During a press briefing, RFK Jr. was joined by Secretary of Agriculture Brooke Rollins and reiterated his MAHA mantra as he said: "Today, our government declares war on added sugar. Highly processed foods loaded with additives, added sugar and excess salt damage health and should be avoided.
"As secretary of health and human services, my message is clear: eat real food.”
Whereas 2020's guidelines stretched across an impressive 150 pages, this update spanned just a few and supposedly offered research in supplemental materials.
There's concern that the typical American food pyramid has been flipped on its head. As well as putting an emphasis on red meat because it can apparently "help prevent the onset or slow the rate of progression of chronic disease," we're also told to add fats to our meals. This includes prioritizing oils with essential fatty acids, although the updated guidelines add: "Other options can include butter or beef tallow."
A defiant RFK Jr. said: "Today the lies stop. We are ending the war on saturated fats."
In terms of the group that Trump has tried to nuke out of existence, fruit juices are in the firing line. We're advised to avoid all sugar-sweetened beverages before the age of 10, which dials things up from the previous recommendation of two.

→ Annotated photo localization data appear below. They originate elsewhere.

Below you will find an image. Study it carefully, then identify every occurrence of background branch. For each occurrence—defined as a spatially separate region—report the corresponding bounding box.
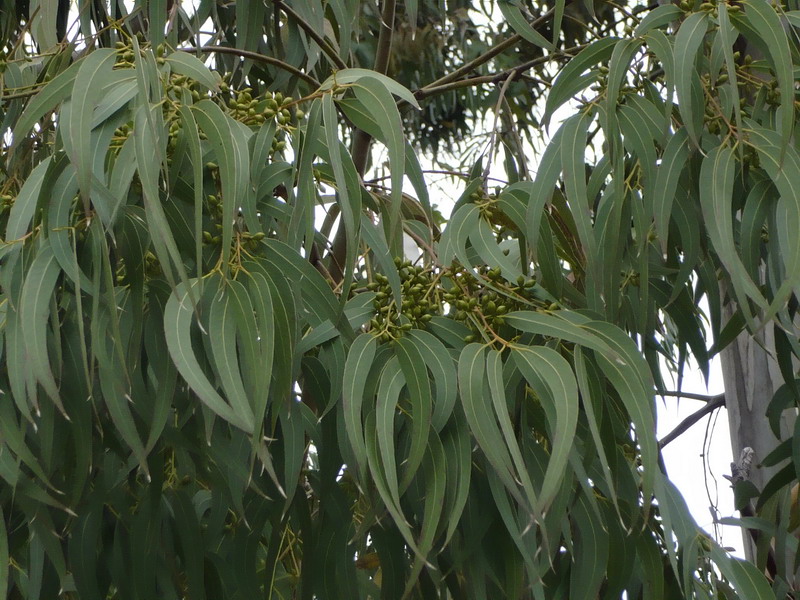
[659,394,726,449]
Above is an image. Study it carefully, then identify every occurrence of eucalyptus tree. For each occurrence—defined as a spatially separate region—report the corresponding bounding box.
[1,0,798,598]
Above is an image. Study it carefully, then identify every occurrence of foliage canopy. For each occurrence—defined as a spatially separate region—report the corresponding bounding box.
[1,0,800,598]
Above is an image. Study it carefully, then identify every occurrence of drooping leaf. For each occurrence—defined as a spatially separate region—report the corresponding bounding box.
[674,13,708,147]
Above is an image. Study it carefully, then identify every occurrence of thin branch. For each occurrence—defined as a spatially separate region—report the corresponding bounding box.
[483,69,519,185]
[189,46,320,87]
[659,390,722,402]
[414,43,587,102]
[270,0,348,71]
[419,7,555,92]
[658,394,726,449]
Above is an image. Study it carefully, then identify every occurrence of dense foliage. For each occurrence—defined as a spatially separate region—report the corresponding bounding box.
[2,0,800,598]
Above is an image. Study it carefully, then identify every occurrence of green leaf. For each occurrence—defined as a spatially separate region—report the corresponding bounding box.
[499,1,554,51]
[486,349,539,512]
[710,545,774,598]
[177,101,205,274]
[0,506,7,600]
[209,286,256,433]
[561,110,595,262]
[353,80,405,248]
[512,345,579,514]
[66,49,116,215]
[569,492,608,600]
[699,145,766,325]
[470,217,523,281]
[164,280,251,431]
[458,344,527,508]
[68,499,104,600]
[364,410,422,558]
[21,239,67,417]
[407,329,457,431]
[506,311,658,508]
[739,0,794,156]
[133,103,191,293]
[673,12,709,147]
[747,123,800,323]
[375,356,405,514]
[323,93,361,301]
[318,68,420,108]
[574,347,617,510]
[5,157,51,242]
[192,99,251,277]
[544,38,618,125]
[168,52,221,91]
[11,60,77,145]
[343,334,378,484]
[404,429,447,597]
[716,5,743,148]
[441,416,472,545]
[395,336,433,490]
[170,490,207,600]
[634,4,683,35]
[652,128,689,250]
[644,30,676,135]
[29,0,59,50]
[438,203,481,269]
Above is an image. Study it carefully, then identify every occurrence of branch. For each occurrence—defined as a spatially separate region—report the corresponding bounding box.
[188,46,321,87]
[271,0,348,71]
[414,43,586,102]
[418,7,555,92]
[658,390,722,402]
[658,394,726,449]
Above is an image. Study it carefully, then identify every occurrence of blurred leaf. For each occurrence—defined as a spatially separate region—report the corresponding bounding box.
[498,1,554,51]
[569,493,608,600]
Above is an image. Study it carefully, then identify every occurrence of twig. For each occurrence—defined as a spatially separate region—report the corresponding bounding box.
[189,46,320,87]
[482,69,520,185]
[414,43,587,102]
[658,394,726,449]
[418,7,555,92]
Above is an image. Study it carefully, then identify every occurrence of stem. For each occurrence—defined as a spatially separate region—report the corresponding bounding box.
[658,394,726,449]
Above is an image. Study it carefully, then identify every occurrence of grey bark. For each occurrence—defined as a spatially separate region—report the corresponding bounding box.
[719,288,796,569]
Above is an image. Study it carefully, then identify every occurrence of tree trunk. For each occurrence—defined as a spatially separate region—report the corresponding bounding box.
[719,290,796,566]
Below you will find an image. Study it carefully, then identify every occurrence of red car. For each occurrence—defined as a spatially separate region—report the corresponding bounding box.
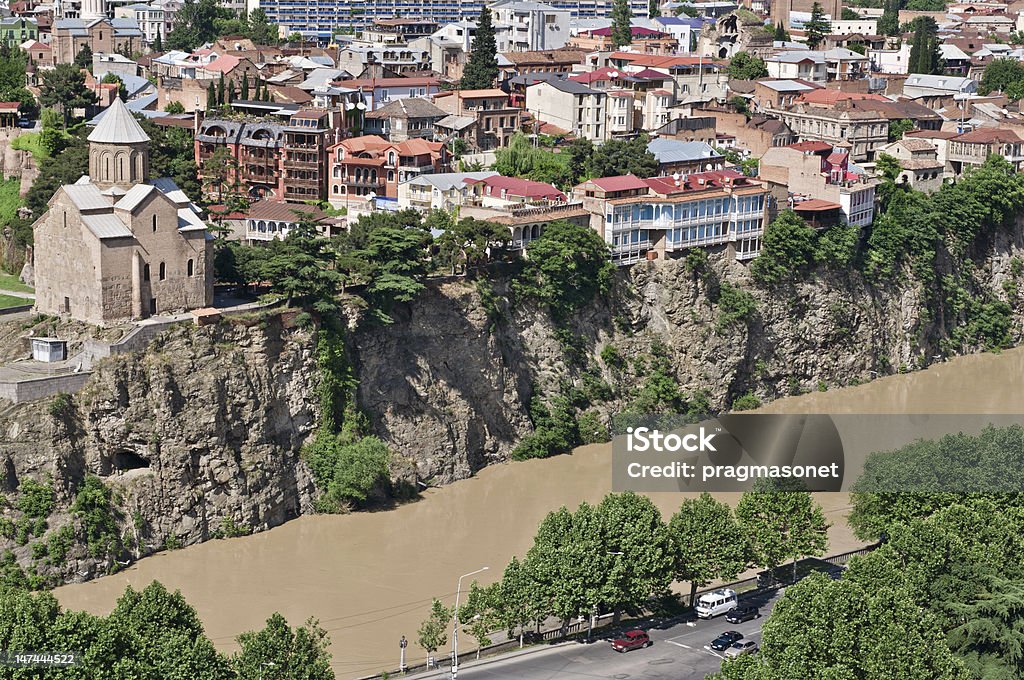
[611,629,652,653]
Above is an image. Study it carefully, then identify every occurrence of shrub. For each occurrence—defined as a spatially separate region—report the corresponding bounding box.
[731,392,762,411]
[48,392,74,421]
[600,343,624,369]
[577,411,610,445]
[17,478,54,519]
[750,210,817,285]
[70,476,121,559]
[511,396,580,460]
[716,283,757,332]
[305,434,391,512]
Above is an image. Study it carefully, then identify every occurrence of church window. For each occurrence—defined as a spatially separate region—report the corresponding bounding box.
[152,215,157,232]
[187,259,194,276]
[143,263,150,281]
[159,262,165,280]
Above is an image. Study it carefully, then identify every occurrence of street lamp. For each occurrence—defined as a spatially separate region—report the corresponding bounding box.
[399,635,408,673]
[259,662,276,680]
[588,552,624,642]
[451,566,489,680]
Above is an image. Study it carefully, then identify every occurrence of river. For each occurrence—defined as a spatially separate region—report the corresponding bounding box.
[54,346,1024,678]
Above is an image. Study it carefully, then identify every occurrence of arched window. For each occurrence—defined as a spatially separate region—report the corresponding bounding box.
[152,214,157,232]
[143,263,150,281]
[105,157,110,177]
[119,157,125,180]
[158,262,165,280]
[187,259,194,276]
[63,211,67,228]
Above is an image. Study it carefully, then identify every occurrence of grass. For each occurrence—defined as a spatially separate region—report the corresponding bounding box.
[0,294,28,310]
[0,274,31,293]
[0,177,24,237]
[10,133,46,160]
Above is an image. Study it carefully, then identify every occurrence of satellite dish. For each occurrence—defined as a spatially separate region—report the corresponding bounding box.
[705,163,713,171]
[367,191,376,199]
[672,171,681,180]
[356,102,367,110]
[345,102,355,110]
[609,70,619,78]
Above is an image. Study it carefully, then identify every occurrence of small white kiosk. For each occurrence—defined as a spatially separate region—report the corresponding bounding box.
[30,337,67,363]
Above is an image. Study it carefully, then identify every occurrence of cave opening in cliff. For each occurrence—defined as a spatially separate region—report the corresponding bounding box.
[112,451,151,472]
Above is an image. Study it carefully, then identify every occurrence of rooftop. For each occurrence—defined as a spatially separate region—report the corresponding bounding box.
[87,97,150,145]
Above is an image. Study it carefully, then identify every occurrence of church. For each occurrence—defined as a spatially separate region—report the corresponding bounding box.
[32,98,213,326]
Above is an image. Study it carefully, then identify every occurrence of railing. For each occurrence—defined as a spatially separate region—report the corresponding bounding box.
[509,200,584,218]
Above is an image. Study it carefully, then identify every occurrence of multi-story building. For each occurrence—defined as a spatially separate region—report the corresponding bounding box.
[364,97,448,142]
[260,0,648,41]
[363,18,440,43]
[525,77,606,142]
[490,0,571,52]
[764,102,889,161]
[573,170,771,265]
[874,137,944,193]
[647,139,725,175]
[328,135,448,208]
[398,171,498,211]
[114,2,167,44]
[336,43,432,78]
[244,202,343,243]
[765,49,868,82]
[759,142,878,227]
[432,89,523,151]
[566,26,678,54]
[0,17,38,47]
[52,17,142,64]
[336,76,441,111]
[948,128,1024,175]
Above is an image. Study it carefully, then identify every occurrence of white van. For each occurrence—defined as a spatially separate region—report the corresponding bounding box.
[695,588,737,619]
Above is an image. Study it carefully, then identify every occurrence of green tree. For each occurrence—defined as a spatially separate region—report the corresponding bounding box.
[888,118,914,141]
[74,45,93,72]
[735,478,829,582]
[908,16,941,75]
[262,212,343,312]
[303,435,391,511]
[240,74,249,100]
[490,556,545,647]
[167,0,233,50]
[458,582,495,658]
[803,2,831,49]
[24,132,88,221]
[878,0,900,35]
[164,100,185,113]
[979,57,1024,97]
[586,135,659,178]
[206,80,217,110]
[727,52,769,80]
[610,0,633,49]
[138,115,202,199]
[153,29,163,51]
[461,6,498,89]
[417,598,452,657]
[841,7,861,19]
[217,72,226,106]
[750,209,817,285]
[648,0,661,18]
[773,22,790,41]
[233,612,334,680]
[39,63,96,126]
[203,146,235,201]
[101,72,127,101]
[516,219,614,318]
[227,79,237,103]
[668,493,750,607]
[358,224,432,321]
[247,8,279,45]
[597,492,675,622]
[70,476,121,560]
[946,576,1024,678]
[435,217,511,274]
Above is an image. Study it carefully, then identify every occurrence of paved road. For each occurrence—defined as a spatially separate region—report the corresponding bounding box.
[436,591,781,680]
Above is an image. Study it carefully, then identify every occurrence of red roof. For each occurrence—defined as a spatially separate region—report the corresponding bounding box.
[793,198,841,211]
[203,54,241,73]
[644,169,749,195]
[631,68,671,79]
[607,53,724,69]
[788,141,833,153]
[336,77,439,88]
[471,175,566,201]
[953,128,1023,144]
[569,67,621,83]
[588,174,651,192]
[588,26,666,37]
[825,151,848,165]
[0,102,20,111]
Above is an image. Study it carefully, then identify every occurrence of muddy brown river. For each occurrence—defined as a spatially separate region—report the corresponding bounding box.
[55,347,1024,678]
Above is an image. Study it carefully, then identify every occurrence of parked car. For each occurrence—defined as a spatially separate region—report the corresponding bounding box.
[724,640,759,658]
[611,629,651,653]
[709,631,743,651]
[695,588,737,619]
[725,605,759,623]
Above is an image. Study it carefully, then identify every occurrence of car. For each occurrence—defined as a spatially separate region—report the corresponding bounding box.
[725,605,760,623]
[724,640,759,658]
[611,629,651,653]
[709,631,743,651]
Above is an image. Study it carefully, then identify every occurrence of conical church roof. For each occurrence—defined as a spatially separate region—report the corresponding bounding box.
[87,97,150,145]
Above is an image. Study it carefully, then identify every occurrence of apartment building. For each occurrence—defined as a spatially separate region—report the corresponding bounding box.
[525,77,607,142]
[573,170,770,265]
[947,128,1024,175]
[491,0,571,52]
[364,98,448,142]
[0,17,37,47]
[337,76,441,111]
[764,103,889,161]
[432,89,523,151]
[328,135,448,208]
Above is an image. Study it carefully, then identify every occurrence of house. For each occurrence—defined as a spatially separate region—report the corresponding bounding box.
[652,16,705,53]
[432,89,523,151]
[328,135,448,208]
[874,137,945,192]
[759,143,878,226]
[567,26,678,54]
[0,17,38,48]
[32,98,212,325]
[490,0,572,52]
[652,116,718,144]
[466,174,565,208]
[525,77,607,142]
[335,76,441,111]
[244,201,343,243]
[765,52,828,82]
[947,128,1024,174]
[647,138,725,174]
[397,171,498,211]
[364,98,448,142]
[574,170,771,265]
[52,17,142,65]
[24,40,53,69]
[764,102,889,161]
[902,74,978,99]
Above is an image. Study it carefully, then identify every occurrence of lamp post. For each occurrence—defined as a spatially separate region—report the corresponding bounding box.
[399,635,408,673]
[588,552,624,642]
[451,566,489,680]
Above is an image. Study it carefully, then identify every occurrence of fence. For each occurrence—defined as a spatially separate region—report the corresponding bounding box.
[356,543,880,680]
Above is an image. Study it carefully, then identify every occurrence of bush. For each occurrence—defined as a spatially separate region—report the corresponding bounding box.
[716,283,758,332]
[45,525,74,564]
[511,396,580,460]
[17,478,54,519]
[577,411,610,445]
[70,476,121,559]
[304,434,391,512]
[731,392,762,411]
[47,393,75,421]
[600,344,624,369]
[750,210,817,286]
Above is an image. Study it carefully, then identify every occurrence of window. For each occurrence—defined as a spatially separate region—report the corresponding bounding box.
[152,215,157,232]
[143,264,150,281]
[63,211,67,228]
[187,259,194,277]
[158,262,165,280]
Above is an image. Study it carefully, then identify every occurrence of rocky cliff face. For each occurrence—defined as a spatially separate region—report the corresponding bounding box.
[5,225,1024,584]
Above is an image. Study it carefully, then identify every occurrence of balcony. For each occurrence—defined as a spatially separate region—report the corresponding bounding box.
[283,158,320,169]
[285,176,322,188]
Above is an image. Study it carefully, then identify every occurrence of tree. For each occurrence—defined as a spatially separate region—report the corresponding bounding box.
[206,81,216,110]
[164,100,185,114]
[460,6,498,89]
[359,224,432,320]
[240,74,249,100]
[516,219,614,318]
[878,0,900,36]
[750,209,818,285]
[490,556,545,647]
[597,492,675,622]
[74,45,93,72]
[302,435,391,511]
[262,212,344,311]
[417,598,452,657]
[908,16,941,75]
[203,146,235,201]
[803,2,830,49]
[101,72,127,101]
[435,217,512,274]
[167,0,233,51]
[841,7,860,19]
[735,478,828,583]
[233,613,334,680]
[24,133,88,220]
[217,72,226,106]
[669,494,750,607]
[153,29,163,52]
[888,118,914,141]
[773,22,789,41]
[979,57,1024,97]
[946,576,1024,678]
[458,582,495,659]
[586,135,659,178]
[727,52,769,80]
[648,0,661,18]
[226,78,237,103]
[714,573,971,680]
[610,0,633,49]
[247,8,279,45]
[39,63,96,126]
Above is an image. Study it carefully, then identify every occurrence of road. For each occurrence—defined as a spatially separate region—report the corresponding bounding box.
[435,591,781,680]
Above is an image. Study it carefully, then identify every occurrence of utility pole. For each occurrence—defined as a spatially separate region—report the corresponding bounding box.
[451,567,488,680]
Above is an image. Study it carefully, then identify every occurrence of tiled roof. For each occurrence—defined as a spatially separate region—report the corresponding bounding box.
[473,175,565,200]
[588,174,650,191]
[788,140,833,153]
[953,128,1023,143]
[87,97,150,144]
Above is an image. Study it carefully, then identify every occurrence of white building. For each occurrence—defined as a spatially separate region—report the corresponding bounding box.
[397,171,498,211]
[902,74,978,99]
[766,51,827,82]
[491,0,571,52]
[828,18,878,35]
[526,77,607,141]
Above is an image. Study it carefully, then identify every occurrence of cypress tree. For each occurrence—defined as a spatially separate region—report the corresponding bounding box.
[648,0,661,19]
[153,29,162,52]
[206,81,216,110]
[460,6,498,89]
[216,72,225,106]
[227,79,237,103]
[804,2,830,50]
[908,17,941,75]
[241,74,249,99]
[774,22,789,42]
[610,0,633,49]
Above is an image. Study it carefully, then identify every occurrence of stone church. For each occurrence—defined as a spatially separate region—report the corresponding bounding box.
[33,97,213,326]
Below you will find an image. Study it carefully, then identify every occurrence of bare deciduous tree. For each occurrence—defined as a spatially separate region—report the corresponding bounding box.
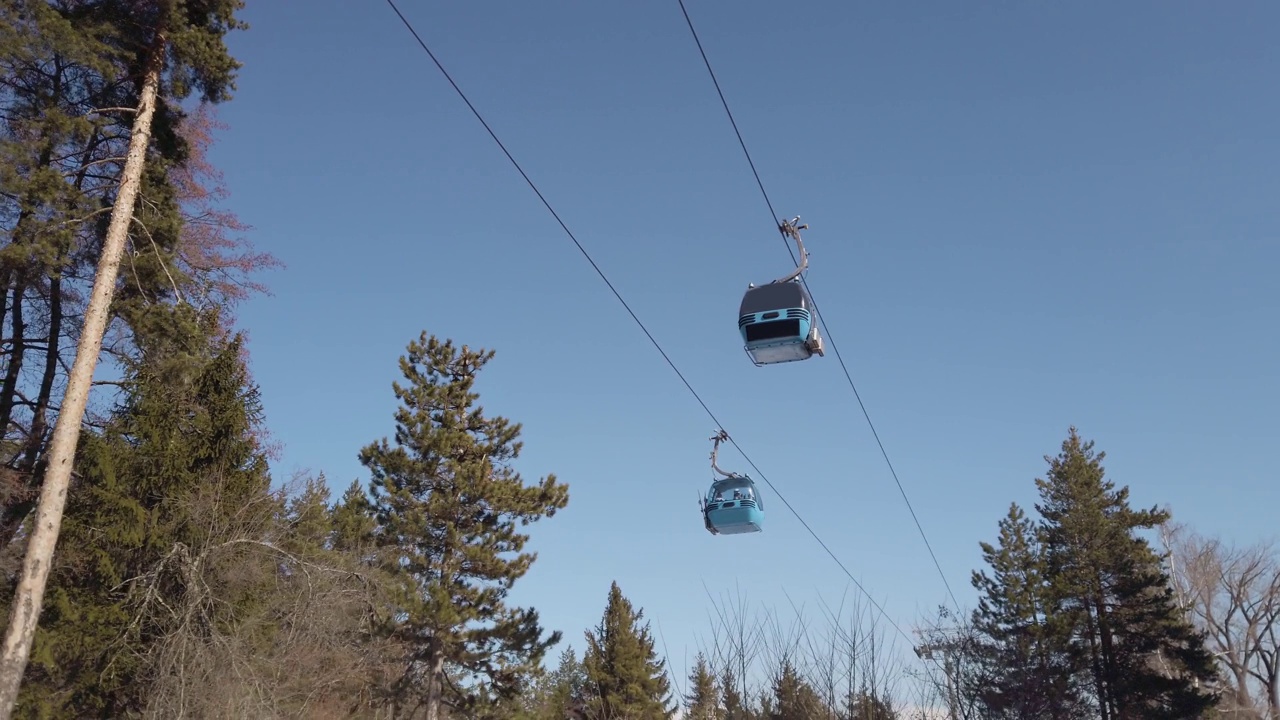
[117,478,402,719]
[698,584,912,718]
[907,606,995,720]
[699,580,767,714]
[1162,521,1280,719]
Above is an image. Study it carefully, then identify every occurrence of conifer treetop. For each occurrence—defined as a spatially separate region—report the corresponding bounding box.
[357,331,569,714]
[583,581,677,720]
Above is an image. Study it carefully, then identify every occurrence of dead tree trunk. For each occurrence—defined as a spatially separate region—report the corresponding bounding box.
[0,28,167,719]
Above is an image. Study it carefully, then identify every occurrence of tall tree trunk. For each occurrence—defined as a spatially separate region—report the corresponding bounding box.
[0,211,45,442]
[1093,592,1121,718]
[0,282,26,440]
[1265,652,1277,720]
[0,88,60,450]
[0,28,167,718]
[18,265,62,474]
[0,282,33,551]
[1,91,67,542]
[1082,602,1109,720]
[1,131,105,549]
[0,270,10,364]
[425,646,446,720]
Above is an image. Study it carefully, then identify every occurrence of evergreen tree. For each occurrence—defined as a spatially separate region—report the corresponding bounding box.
[0,0,258,535]
[358,332,569,719]
[969,502,1084,718]
[0,0,261,706]
[685,652,722,720]
[329,478,377,556]
[506,646,586,720]
[1034,428,1219,718]
[582,581,676,720]
[844,691,897,720]
[11,326,272,716]
[279,472,333,555]
[767,659,828,720]
[524,646,587,720]
[720,667,754,720]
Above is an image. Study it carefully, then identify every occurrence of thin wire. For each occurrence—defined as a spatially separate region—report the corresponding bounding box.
[675,0,961,613]
[381,0,925,654]
[656,618,684,701]
[676,0,781,234]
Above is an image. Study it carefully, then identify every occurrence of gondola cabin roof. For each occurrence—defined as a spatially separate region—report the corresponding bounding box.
[739,281,812,316]
[709,476,754,494]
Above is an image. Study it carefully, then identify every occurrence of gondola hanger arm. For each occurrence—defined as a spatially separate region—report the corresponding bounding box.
[771,215,810,285]
[709,429,737,479]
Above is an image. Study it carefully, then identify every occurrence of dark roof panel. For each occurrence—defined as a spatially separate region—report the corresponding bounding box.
[739,282,811,315]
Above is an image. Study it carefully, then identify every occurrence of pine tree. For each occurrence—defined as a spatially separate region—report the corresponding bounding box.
[1035,428,1220,718]
[582,581,676,720]
[686,652,722,720]
[358,332,569,720]
[969,502,1084,717]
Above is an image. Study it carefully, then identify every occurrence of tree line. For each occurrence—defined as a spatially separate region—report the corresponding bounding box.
[909,431,1278,720]
[2,2,1277,718]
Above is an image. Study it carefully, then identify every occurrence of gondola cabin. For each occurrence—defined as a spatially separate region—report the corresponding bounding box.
[738,281,824,366]
[703,476,764,535]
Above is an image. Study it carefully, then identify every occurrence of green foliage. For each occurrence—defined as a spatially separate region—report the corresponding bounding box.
[0,0,249,315]
[330,478,377,555]
[582,581,676,720]
[0,0,143,510]
[543,648,588,720]
[280,472,334,554]
[356,331,570,715]
[964,428,1221,718]
[719,667,754,720]
[685,652,722,720]
[763,659,828,720]
[516,647,588,720]
[843,691,897,720]
[968,502,1082,716]
[1034,428,1220,717]
[157,0,248,104]
[9,326,272,717]
[0,0,262,551]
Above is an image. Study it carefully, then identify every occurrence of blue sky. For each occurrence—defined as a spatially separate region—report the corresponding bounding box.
[207,0,1279,693]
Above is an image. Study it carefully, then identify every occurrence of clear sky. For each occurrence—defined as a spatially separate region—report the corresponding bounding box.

These guidelines are set to run through to 2030, although there are obvious criticisms. One person joked: "Cranberry farmers are going to love this."
Another chuckled: "I’m for sure going to listen to the guy who eats McDonald’s Big Macs every day."
A third concluded: "He's actively telling people to eat more saturated fats, even though we're already #1 in heart problems, and saturated fat is a known factor of said heart problems.
They are trying to kill us. I'm more convinced of it every day."
Given that heart disease is the number one killer of people in the USA, we're sure the new dietary guidelines will continue to be picked apart.